En fait, il n'y a de retraites que par capitalisation : répartition est simplement le surnom des régimes fonctionnant grâce à l'investissement dans le capital humain. Deux circonstances expliquent pourquoi cela est si rarement compris : En faisant des cotisations versées dans les régimes par répartition l'acte créateur des droits à pension, la loi nous induit dramatiquement en erreur. Elle incite à assimiler ces cotisations, destinées à l'entretien des personnes âgées, aux cotisations versées aux fonds de pension pour qu'ils les investissent. On confond ainsi consommation et investissement. En bonne logique économique, dans un système dit par répartition, les droits à pension devraient être calculés au prorata des contributions apportées à l'entretien et à l'éducation des jeunes générations : ce sont ces contributions qui correspondent économiquement aux cotisations versées aux fonds de pension. En revanche, en répartition, les cotisations constituent une sorte de dividende versé par les actifs aux personnes ayant antérieurement investi dans leur formation. Elles n'ont absolument pas le même rôle économique que les cotisations versées aux formules d'épargne en vue de la retraite. Quand on voit des auteurs s'échiner à comparer la rentabilité des cotisations dans les deux systèmes, on ne peut que rire ou pleurer : c'est évidemment à la rentabilité de l'investissement dans le capital humain que doit être comparée celle de l'investissement dans le capital classique.

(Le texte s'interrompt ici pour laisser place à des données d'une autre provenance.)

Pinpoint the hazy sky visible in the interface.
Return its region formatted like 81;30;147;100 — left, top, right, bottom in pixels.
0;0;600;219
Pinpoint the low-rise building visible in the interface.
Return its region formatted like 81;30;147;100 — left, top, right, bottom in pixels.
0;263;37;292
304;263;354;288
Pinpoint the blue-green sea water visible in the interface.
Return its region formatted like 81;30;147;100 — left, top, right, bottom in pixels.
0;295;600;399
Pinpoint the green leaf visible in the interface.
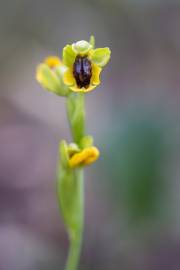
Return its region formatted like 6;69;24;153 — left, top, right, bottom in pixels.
91;48;111;67
63;45;76;67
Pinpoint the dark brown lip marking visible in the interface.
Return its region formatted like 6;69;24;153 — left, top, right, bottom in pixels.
73;56;92;88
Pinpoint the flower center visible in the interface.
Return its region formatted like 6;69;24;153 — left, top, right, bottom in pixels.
73;56;92;88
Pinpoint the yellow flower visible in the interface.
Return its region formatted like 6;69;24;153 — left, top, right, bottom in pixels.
63;40;110;92
44;56;62;68
69;146;100;168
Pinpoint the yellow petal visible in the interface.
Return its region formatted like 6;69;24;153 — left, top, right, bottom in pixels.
63;69;75;86
69;146;99;168
91;64;102;85
44;56;62;68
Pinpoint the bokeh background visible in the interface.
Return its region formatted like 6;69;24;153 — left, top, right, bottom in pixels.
0;0;180;270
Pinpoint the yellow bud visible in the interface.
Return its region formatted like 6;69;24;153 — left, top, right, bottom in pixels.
69;146;100;168
44;56;62;68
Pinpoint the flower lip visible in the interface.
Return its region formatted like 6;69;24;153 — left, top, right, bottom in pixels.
73;55;92;89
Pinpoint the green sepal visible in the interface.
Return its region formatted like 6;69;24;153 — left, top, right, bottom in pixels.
72;40;92;55
63;45;77;67
67;93;85;144
89;35;95;49
91;47;111;67
79;135;94;149
36;64;68;96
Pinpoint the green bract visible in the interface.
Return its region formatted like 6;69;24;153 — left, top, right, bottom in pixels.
72;40;92;54
91;48;111;67
63;45;76;67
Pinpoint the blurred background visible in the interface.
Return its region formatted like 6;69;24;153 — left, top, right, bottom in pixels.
0;0;180;270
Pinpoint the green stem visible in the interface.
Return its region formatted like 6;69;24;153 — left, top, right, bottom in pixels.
65;169;84;270
65;234;82;270
65;93;85;270
66;93;85;144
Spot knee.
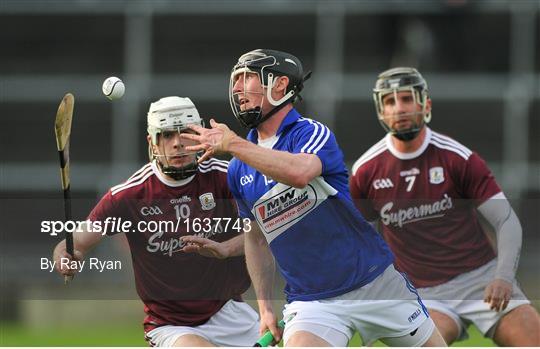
[285,331,331,347]
[429,309,460,345]
[493,304,540,347]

Certains répugnent à ce que l'on puisse envisager des droits sur le capital humain, des devoirs des actifs envers ceux qui les ont mis au monde, éduqués, entretenus, qui ont financé leur instruction et leur formation professionnelle, etc. Ils assimilent cette redevance (que les adultes ont depuis des millénaires versées à leurs aînés) à un impôt dont il faudrait se débarrasser. L'idée d'un échange entre générations successives les offusque. Toute forme de droit sur le capital humain leur paraît assimilable à de l'esclavage. C'est oublier un peu vite que la famille a su durant des millénaires, et sait encore dans de nombreuses parties du monde, organiser de façon acceptable un droit des anciens sur les actifs qu'ils ont élevés. Certes, l'intervention de l'État-providence comme organisateur des échanges entre générations successives comporte des risques d'atteintes aux libertés et à l'humanisme ; mais il faut être bien naïf pour croire que de tels risques n'existaient pas quand l'opérateur était la famille ou la tribu.Le premier point (constatant la confusion consommation/investissement) désigne un élément important de ce que devrait être une réforme des retraites par répartition : cesser d'attribuer des droits au prorata des cotisations versées pour les pensions des retraités ; prendre comme base les contributions à l'investissement dans la jeunesse.

Quant au second, il nous incite à poursuivre – mais pas hic et nunc – une passionnante discussion philosophique. Les droits de l'homme sur l'homme constituent un sujet de très haute importance, qui requiert peut-être de nouveaux développements de la doctrine sociale de l'Église.



*Jacques Bichot est économiste, professeur à l'Université Jean-Moulin (Lyon III).



[1] J. Garello et G. Lane, Futur des retraites et Retraites du futur, IREF et Contribuables associés, 2008.
[2] José Pinera, Le Taureau par les cornes ; comment résoudre la crise des retraites, Institut Charles Coquelin, 2008.
[3] Voir A. Madelin et J. Bichot, Quand les autruches prendront leur retraite, Seuil, 2003, et J. Bichot, Urgence retraites : petit traité de réanimation, Seuil, 2008.
[4] L'impôt sur les sociétés représente à lui seul 46 Md€ en 2007.
[5] Rerum novarum, titre du paragraphe 35.